Origin of the name GWYNAIN.
Etymology of the
Meaning of the baby name GWYNAIN.
A name that seems to have been derived from the Gwynhan
(q.v.) character in the ancient story of Kulhwch and Olwen in the Red Book of
Hergest, a name meaning "white," from gwyn.
... the name of the valley
which extends from Bedd Gelert in the direction of Pen y Gwrd... The
correct pronunciation, according to the Gwyndodeg or Venedotian dialect,
is Nangwynan, but the spelling Nanhoenem in an old charter
cited at page 198 of this volume seems to point to an original Nanhoenein,
and this seems borne out in the same by Bryngwynem and Hendrefwynein.
So the personal name involved would now be Gwynain; and Nanhwynain
sometimes occurs in that form. But it is characteristic of the
Gwyndodeg that it makes both ein and en in such positions
into an: hence the correct Gwynedd pronunciation is Nangwynan,
Bryn Gwynan, etc., while the spellings Nanhwynen and Bryn
Gwynen occupy a sort of intermediate position between the local
pronunciation and the book forms in ain.

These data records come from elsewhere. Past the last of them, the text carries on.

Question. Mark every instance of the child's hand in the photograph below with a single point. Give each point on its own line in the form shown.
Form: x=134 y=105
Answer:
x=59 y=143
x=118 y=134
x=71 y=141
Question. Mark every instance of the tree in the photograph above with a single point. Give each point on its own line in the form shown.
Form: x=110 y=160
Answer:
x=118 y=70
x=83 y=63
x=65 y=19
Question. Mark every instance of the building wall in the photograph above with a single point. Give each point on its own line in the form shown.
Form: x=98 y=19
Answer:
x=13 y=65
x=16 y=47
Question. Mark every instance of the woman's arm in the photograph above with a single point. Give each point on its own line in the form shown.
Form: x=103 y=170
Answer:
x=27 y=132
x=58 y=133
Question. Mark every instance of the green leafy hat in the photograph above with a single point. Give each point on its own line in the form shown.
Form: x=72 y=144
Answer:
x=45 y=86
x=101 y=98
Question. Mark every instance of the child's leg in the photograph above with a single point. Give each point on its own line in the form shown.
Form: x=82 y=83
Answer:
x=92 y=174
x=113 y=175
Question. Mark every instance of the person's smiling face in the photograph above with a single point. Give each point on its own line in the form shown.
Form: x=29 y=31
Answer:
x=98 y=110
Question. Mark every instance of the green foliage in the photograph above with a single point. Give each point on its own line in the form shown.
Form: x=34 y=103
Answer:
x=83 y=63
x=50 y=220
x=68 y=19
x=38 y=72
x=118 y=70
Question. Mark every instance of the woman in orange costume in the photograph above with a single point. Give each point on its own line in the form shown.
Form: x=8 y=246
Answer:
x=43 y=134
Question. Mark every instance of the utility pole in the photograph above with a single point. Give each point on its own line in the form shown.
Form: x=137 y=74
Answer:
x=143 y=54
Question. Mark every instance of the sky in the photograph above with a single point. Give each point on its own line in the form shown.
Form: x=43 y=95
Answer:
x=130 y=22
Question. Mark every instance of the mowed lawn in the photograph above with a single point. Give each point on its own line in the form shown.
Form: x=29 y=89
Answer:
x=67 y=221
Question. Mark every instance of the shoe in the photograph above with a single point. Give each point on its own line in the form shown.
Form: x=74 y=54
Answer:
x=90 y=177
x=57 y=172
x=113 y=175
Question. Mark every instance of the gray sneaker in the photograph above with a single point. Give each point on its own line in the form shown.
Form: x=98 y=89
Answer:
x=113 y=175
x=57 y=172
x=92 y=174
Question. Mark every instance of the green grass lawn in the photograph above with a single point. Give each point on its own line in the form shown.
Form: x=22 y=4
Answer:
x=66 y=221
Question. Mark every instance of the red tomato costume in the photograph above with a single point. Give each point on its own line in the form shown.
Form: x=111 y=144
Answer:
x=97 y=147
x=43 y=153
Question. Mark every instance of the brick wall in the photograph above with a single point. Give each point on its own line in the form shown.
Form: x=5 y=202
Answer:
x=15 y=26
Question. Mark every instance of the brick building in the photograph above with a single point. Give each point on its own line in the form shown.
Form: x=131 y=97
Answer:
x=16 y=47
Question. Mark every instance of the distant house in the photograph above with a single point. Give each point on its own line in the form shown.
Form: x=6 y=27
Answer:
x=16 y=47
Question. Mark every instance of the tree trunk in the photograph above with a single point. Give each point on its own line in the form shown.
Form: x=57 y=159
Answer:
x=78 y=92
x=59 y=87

There are reasons
to suppose that the Gwyndodic predilection for a broad a in the
ending of words is of no recent origin. In fact, we seem to have
the name Gwynein or Gwynain as Gwynhan
in the ancient story of Culhwch ac Olwen in the Red Book of
Hergest: I refer to the designation therein of a certain Teithi Hen mab Gwynhan.

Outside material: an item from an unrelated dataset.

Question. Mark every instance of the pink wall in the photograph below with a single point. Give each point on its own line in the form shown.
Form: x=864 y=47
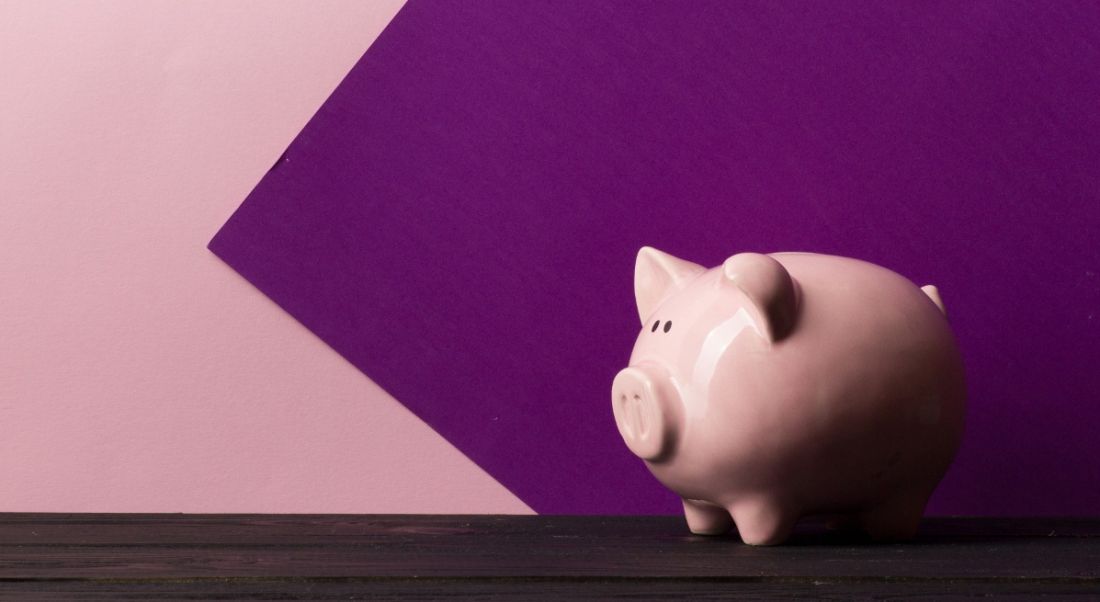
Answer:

As I have said, Nangwynain and Bryn Gwynain have to be regarded as the
book forms, and Nangwynan and Bryn Gwynan as the local forms; but Nant
Gwynant and Bryn Gwynant are monstrosities of modern origin, partly due
to the difference between Nanh-Wynan and Bryn Gwynan. The
explanation, however, of that difference is a very simple matter of
Welsh grammar: nant is feminine in the dialect, and so
requires Gwynan to become Wynan; moreover, nt is
changed into nh, as in fy nhad, "my father," for
myn + tad. In modern Welsh there is a tendency to
efface the mutations and restore the radical consonants, whence
Nanhwynan is made into Nant Gwynan. This, however, is a very
different matter from making the personal name Gwynan into Gwynant,
as if it meant some sort of a nant, "brook or
valley." I have been told that Gwynant only dates from
the time when an English settler built the house of Plas Gwynant, and
what happened, I fancy, was this: the new comer wanted a name for
his house, and he was advised to consult the philological oracle of the
neighbourhood, who without any hesitation gave sage reasons why Gwynan
must be a corruption of Gwynant: hence Plas Gwynant, and from the
Plas the heresy has proceeded to attack Nanhwynan, Bryn Gwynan, and all
the others involving the name of Gwynan... (Bedd Gelert: Its Facts,
Fairies, & Folk-lore, Jenkins, 1899).